One of the most important discoveries I have made in coming to university is the distinction between sex and gender. Put very simply, sex relates to biology but gender is largely a construction of society. Masculinity and femininity are ideas and men and women have long been expected to conform to them. In our enlightened age it is easy to think of the little things – boys like blue and play with Action Men, girls like pink and play with Barbie – and forget long histories of sexual and gender inequality in society.
Boys and girls, as ideas in themselves, come with a number of social expectations. Boys are presumed to likely be troublemakers and slow learners at school. They are more interested in running around fighting with invisible swords than reading and calculating, harder to tame in the classroom and more likely to struggle with their homework. Girls, meanwhile, are quieter and gentler, playing with dolls, singing and skipping. They do well at school, though grand ideas like politics, economics and philosophy are beyond them. These expectations have consequences: parents presume that boys are much better at physical activity – climbing trees, balancing, sport – than girls. They don’t read bedtime stories to boys as much as they do to girls and rarely speak to boys about emotions unless it is to ask them to calm down. Girls are presumed to be helpful around the house whereas boys are not trusted to do chores without breaking something.
Society has undergone radical changes with the advancement of feminism since the Suffragette movement. We have been scrutinising the stereotype of women for many years – but what about the stereotype of men?
Emotional discourse is a rarity for men. Men simply don’t talk about their intimate feelings, not least with other men, lest they be associated with the other gender. In fact, within the modern understanding of masculinity there is a sneaking homophobia, a fear that speaking with other men about your mental health or your feelings is effeminate – unmanly – behaviour. You can’t be caught crying about your troubles – what kind of a man are you?
Making assumptions about what boys and men are supposed to be like or what it is to be a “real man” can have dangerous consequences for the other sex. Despite decades of feminism, much of society continues to believe that the man is the breadwinner, coming back from work to find a splendid dinner prepared by his darling wife. Women are capable, sure, but not as capable as men. Similarly, if you’re a philanderer, a mild sexist and a brute, you’re pretty close to being a very manly man – but what about the women that suffer in a man’s quest to express his physical prowess, his social excellence?
The stereotypical concept of a man is damaging also to men themselves. Men are expected to be resilient tough-guys, impervious to emotional pain and hardship. Consequently, when they do suffer major problems, from bereavement to redundancy, men feel obliged to get their emotional wailing over and done with as soon as they can. When something goes wrong with the formula, men can experience huge emotional panics. Losing one’s job can make a man feel as though he, as the supposed provider, is letting his family down; he could feel discomfort in knowing he is not working when he should be.
Perhaps the biggest challenge, in my opinion, falls at the door of parents.
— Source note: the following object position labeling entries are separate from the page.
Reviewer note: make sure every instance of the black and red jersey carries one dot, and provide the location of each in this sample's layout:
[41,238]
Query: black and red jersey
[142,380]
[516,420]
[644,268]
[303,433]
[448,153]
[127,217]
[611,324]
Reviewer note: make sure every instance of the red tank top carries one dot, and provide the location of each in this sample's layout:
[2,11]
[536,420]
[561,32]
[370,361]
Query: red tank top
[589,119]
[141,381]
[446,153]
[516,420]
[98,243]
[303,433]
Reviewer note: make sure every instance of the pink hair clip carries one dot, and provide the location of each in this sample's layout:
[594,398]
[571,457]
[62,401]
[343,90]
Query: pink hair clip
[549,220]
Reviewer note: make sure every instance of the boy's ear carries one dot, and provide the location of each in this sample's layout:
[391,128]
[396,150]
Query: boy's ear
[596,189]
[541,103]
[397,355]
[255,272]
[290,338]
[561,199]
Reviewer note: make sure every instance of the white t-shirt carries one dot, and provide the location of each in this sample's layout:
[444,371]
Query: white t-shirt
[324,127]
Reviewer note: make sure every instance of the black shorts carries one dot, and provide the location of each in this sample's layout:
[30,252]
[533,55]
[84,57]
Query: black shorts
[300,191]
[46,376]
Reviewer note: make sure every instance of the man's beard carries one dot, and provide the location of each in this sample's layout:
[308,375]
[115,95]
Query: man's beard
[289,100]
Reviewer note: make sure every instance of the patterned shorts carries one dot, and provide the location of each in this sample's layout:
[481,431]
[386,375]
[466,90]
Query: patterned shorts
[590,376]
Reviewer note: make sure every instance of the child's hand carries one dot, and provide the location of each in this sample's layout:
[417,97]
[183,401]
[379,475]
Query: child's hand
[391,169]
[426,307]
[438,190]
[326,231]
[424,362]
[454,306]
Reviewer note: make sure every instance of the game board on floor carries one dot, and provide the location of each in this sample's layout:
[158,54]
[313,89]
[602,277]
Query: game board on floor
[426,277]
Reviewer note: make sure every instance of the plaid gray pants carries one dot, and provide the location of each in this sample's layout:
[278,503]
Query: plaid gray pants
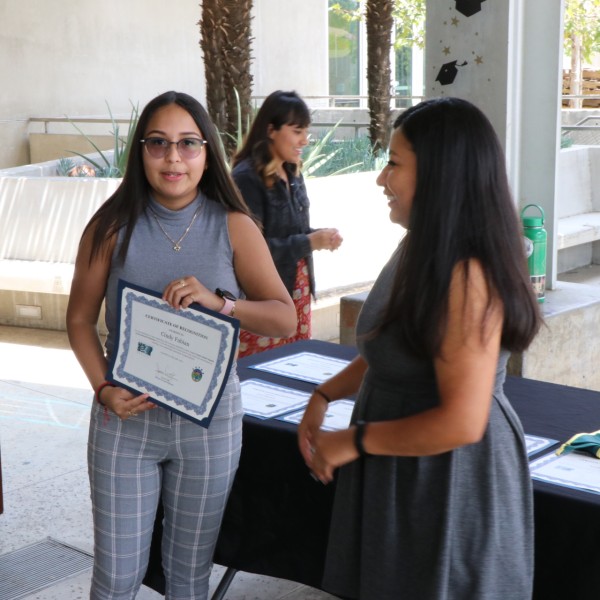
[158,454]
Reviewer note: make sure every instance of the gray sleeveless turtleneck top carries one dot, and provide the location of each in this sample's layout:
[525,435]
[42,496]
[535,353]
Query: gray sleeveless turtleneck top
[151,262]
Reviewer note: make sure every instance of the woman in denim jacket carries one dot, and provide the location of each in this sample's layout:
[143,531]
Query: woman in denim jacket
[267,172]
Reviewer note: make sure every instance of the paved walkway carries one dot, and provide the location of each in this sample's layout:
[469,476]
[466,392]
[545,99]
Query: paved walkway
[44,415]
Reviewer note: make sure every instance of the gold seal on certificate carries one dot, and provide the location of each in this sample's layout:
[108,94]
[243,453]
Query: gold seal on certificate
[182,358]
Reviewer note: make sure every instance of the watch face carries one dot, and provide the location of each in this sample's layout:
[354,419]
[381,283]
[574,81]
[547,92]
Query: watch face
[225,294]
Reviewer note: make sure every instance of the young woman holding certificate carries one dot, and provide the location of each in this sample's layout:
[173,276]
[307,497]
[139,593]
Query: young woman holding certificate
[176,225]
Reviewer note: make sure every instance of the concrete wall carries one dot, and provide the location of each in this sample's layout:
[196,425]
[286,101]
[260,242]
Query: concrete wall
[62,58]
[68,58]
[291,46]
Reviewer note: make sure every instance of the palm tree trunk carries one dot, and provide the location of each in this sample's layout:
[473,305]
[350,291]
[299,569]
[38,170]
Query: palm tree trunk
[212,42]
[379,24]
[226,41]
[576,88]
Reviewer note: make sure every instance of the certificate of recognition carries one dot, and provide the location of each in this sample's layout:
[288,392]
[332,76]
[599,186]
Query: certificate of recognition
[182,358]
[306,366]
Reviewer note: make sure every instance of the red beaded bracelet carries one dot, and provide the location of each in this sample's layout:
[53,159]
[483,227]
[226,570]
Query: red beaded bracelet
[100,388]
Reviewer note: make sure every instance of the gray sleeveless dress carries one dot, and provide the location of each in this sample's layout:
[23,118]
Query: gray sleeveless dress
[455,526]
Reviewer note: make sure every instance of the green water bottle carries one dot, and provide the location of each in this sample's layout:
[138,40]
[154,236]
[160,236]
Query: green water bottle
[535,249]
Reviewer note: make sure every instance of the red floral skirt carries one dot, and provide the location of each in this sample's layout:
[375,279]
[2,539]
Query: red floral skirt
[252,344]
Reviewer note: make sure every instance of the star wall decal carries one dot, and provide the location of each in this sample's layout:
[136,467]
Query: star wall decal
[468,7]
[448,72]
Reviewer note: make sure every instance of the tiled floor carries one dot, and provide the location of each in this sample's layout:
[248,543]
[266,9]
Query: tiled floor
[44,407]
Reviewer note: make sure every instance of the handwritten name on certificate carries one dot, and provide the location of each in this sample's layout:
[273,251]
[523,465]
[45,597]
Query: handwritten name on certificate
[182,358]
[305,366]
[266,400]
[574,470]
[535,443]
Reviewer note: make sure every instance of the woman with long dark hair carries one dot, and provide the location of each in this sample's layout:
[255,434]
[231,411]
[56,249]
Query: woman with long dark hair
[267,172]
[176,225]
[433,499]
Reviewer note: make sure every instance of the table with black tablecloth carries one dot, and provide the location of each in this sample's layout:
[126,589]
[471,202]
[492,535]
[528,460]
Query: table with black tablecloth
[277,517]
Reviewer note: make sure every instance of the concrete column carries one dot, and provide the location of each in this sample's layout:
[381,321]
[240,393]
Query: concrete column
[506,58]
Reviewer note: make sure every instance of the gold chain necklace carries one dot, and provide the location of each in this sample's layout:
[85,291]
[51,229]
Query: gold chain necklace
[177,244]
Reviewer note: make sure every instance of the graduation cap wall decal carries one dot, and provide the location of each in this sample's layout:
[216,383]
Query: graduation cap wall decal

They may well be aware of the problems that come with bringing their children up in accordance with mistaken and harmful gender blueprints. To avoid indoctrinating their children with age-old stereotypes, they might bring their children up as gender-neutrally as possible. However, all parents strive to ensure that their children are brought up well, healthily and with an understanding of what is correct and incorrect behaviour. I imagine that parents feel a dilemma: they don’t wish to instill gender roles upon their children, but they feel an instinctive need to ensure that their children know what behaviour is ‘correct.’
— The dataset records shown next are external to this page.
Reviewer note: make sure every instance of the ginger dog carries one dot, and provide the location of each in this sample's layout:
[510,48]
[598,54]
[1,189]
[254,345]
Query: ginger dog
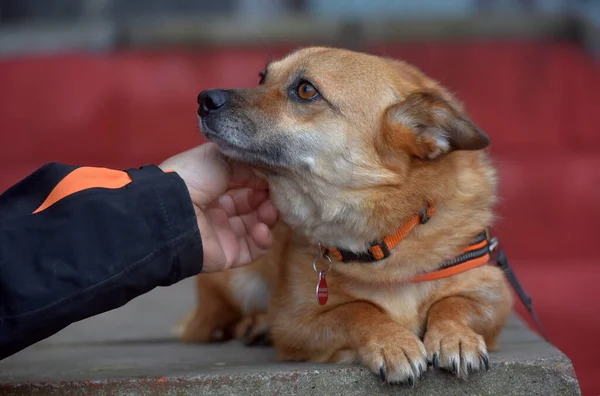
[377,168]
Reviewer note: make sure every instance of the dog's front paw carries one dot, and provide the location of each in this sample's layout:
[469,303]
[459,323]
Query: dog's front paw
[456,348]
[397,355]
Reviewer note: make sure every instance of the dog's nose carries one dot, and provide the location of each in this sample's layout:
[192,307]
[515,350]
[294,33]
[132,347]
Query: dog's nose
[211,101]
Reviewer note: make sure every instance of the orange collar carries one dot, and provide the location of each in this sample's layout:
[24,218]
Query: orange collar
[475,255]
[379,250]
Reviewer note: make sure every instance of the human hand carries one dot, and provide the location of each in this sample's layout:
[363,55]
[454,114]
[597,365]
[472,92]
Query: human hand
[232,206]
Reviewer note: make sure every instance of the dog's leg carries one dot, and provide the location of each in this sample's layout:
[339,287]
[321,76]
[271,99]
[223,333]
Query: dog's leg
[350,332]
[460,330]
[254,330]
[215,318]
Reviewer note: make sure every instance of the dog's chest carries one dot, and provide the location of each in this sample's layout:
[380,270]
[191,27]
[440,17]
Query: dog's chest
[401,302]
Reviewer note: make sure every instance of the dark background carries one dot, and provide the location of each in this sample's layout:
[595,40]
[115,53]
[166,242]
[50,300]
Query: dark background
[114,83]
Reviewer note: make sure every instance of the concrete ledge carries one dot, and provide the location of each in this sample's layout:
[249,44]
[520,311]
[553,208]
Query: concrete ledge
[129,351]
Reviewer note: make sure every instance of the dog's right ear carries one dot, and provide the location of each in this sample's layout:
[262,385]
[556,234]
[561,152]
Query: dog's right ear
[426,126]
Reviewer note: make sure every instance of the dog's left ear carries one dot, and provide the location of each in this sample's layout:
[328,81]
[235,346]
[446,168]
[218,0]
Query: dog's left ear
[426,126]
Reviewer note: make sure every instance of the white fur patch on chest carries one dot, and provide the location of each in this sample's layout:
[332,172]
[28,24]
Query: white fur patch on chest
[401,302]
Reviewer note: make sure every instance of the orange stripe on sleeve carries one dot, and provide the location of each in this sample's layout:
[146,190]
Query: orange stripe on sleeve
[82,179]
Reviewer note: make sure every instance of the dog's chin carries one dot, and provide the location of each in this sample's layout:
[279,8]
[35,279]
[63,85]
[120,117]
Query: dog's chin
[259,159]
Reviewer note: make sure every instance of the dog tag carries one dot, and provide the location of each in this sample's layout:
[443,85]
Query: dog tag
[322,291]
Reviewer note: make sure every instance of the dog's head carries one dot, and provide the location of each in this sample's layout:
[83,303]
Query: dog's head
[330,128]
The ‘gender revolution’ might well be starting. It will be a surreal and unusual experience for the present generation. Many men will feel as though they have no purpose. “If I’m not meant to be the tall, strong breadwinner, then what am I supposed to be?” It is these gendered expectation that instill a requirement for conformity to a standard. Maybe no one of any sex or gender is supposed to be anything. Will we one day live in a post-gender world?
This article was inspired by a lecture given by Rebecca Asher, a feminist journalist and author, at the 2016 Festival of Ideas. The lecture was titled “Man Up: Boys, Men and Breaking the Male Rules” in reference to Asher’s book of the same title.